Deca Westoek 330ml 6%, ordered strictly because I have no idea what it is, which makes it now unique in the upstairs bottle list:  hazy maerzen/amber color, rich head and retention.  Bottle notched Best before 11-2014.  Interesting--think a peppery, semi-sweet saison. easy-drinking but with lots of flavor.  A decided change-up at this stage of the weekend, like hitting a weizen amidst a week of IPAs. 

Struise Black Albert 330ml 13%(!) "Royal Stout":  Wow.  WOW. A rich mix of stout, fruit, and sherry/port character; 100 IBUs says the label.  Comparable to Brewdog Tokyo or DFH WWS, notes of figs, raisins, black cherries--fruitiness without being cloying.  A little smoke in the finish.  Someone order up the ski chalet and fireplace.  Bottom of the bottle is almost "chunky" with yeast.  A luxury, but what a treat.

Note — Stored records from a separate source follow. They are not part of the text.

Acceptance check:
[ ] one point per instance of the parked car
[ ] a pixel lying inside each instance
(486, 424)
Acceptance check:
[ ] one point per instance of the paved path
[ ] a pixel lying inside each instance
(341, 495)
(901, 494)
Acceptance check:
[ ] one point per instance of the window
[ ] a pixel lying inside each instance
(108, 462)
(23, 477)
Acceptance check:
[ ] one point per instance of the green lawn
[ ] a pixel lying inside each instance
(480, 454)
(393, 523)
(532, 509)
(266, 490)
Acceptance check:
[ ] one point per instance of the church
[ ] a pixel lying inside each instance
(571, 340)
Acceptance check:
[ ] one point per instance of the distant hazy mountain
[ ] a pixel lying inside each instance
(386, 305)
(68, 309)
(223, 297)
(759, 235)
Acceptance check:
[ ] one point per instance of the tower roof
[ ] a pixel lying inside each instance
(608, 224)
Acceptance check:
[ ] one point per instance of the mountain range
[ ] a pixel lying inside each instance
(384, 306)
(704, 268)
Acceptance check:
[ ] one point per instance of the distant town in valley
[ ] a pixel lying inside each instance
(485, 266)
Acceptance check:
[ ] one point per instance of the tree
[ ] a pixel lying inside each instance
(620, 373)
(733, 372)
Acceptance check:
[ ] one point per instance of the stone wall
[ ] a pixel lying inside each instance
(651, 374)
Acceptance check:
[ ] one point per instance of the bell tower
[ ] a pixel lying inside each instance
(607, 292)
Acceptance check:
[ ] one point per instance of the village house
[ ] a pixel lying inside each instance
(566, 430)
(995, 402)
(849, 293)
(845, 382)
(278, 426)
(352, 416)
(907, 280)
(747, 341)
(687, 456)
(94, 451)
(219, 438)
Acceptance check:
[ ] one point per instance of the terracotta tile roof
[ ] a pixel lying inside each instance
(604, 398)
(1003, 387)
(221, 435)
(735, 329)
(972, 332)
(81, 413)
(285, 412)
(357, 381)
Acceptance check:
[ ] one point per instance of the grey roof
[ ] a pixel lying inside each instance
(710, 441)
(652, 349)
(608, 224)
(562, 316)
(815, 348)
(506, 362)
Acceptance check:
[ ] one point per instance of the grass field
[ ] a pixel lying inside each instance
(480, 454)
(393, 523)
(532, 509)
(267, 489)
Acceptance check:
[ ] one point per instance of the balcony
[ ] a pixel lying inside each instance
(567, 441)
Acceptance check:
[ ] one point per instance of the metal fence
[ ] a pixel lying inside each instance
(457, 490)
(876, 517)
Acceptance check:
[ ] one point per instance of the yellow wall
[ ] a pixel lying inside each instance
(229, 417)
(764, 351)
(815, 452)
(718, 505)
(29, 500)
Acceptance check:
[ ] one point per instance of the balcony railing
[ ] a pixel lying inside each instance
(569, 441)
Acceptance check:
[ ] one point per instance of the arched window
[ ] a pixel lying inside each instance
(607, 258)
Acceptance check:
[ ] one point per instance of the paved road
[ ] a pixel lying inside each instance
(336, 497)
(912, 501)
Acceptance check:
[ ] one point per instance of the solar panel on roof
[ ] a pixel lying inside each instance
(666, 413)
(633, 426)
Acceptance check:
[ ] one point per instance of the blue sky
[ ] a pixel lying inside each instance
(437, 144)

De Dochter Embrasse Whisky Barrel 9%:  a nice nose, but this is subdued, too subdued for many hardcore beer-geek types, but a nicer beer than the thin body and more subtle barrel flavors indicate.  A rich Scotch whisky character floating at the bottom of a strong stout.  Sort of easy-drinking at first, but gets rougher as the glass and bottle empty.  Notes of burnt coffee and peat in finish at end of glass.  Card with bottle suggests "Try. . . hot, maybe with a dash of whipped cream."  The hot, maybe not, but the whipped cream, I'd definitely try--REAL whipped cream, not the spray stuff.

Chuck Cook comes up and shares out Embrasse, and lets us sip his hoppy beer.  "I went up and asked them to give me a hoppy beer.  Sometimes you just need that palate cleanser after all those sweet and sour beers."  He has a point.  He REALLY has a point.